Inflation Falls To Multi-Year Lows
One of the most significant trends identified in the report is the sharp decline in inflation. Retail inflation, measured by the Consumer Price Index (CPI), dropped to 3.3 per cent in March 2025—the lowest in 67 months. The report attributes this fall to declining vegetable and food prices. Core CPI inflation, which excludes food and fuel, also dipped to 4.1 per cent. The Wholesale Price Index (WPI) inflation eased to 2.0 per cent in March due to softening food and crude oil prices. These indicators suggest inflationary pressures are firmly under control.

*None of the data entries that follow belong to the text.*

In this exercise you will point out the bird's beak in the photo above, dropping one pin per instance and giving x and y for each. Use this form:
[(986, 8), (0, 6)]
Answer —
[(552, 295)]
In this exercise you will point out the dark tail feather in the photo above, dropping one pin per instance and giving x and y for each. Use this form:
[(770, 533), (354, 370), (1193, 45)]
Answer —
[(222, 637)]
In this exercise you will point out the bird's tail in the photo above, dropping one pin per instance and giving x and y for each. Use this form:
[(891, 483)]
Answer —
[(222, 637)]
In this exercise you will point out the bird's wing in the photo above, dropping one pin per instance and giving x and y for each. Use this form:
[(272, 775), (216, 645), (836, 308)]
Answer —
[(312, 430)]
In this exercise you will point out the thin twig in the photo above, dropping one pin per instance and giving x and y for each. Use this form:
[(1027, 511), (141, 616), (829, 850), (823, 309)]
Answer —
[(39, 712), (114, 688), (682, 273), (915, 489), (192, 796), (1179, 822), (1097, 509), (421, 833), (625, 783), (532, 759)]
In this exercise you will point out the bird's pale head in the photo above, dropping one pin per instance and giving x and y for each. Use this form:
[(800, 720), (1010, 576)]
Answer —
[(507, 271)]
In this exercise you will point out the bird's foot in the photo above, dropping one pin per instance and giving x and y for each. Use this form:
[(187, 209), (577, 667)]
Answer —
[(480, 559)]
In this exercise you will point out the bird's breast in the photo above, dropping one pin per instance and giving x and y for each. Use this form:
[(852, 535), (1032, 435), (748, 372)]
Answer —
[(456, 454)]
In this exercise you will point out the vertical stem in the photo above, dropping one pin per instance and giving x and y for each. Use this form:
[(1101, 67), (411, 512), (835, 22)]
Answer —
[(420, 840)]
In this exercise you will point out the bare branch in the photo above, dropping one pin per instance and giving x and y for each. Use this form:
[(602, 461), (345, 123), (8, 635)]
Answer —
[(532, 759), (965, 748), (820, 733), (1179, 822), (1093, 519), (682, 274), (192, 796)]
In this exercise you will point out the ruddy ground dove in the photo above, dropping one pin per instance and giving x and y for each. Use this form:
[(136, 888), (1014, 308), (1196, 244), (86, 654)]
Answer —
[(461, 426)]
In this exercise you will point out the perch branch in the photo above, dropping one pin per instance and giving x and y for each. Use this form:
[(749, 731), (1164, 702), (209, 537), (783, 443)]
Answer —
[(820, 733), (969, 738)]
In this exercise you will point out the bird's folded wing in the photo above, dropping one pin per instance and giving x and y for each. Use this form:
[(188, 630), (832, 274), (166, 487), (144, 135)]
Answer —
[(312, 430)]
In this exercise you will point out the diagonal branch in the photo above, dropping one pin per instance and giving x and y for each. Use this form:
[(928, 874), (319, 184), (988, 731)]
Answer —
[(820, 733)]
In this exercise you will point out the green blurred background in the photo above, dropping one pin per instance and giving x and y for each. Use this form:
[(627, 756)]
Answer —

Fiscal Data Shows Mixed Signals
The report highlights that the central government’s gross tax revenue rose by 10.9 per cent between April and February of FY25. However, capital expenditure showed limited growth at only 0.8 per cent. A sharp 35.4 per cent drop in February’s capital spending raised red flags. To meet revised targets, capital expenditure needs to rise by over 44 per cent in March. The fiscal deficit stood at 85.8 per cent of the annual target by February.
Economic Activity And Growth Outlook Strong
The manufacturing Purchasing Managers’ Index (PMI) rose to 58.1 in March, an eight-month high. Services PMI remained steady at 58.5. GST collections reached ₹1.96 lakh crore in March, the highest since April 2024. The report projects India’s GDP to grow at 6.5 per cent in FY26, supported by robust domestic demand, easing inflation, and moderate crude prices. “Our assessment is that with suitable fiscal and monetary policies, India may be able to sustain a real GDP growth at about 6.5 per cent in FY26,” the report noted.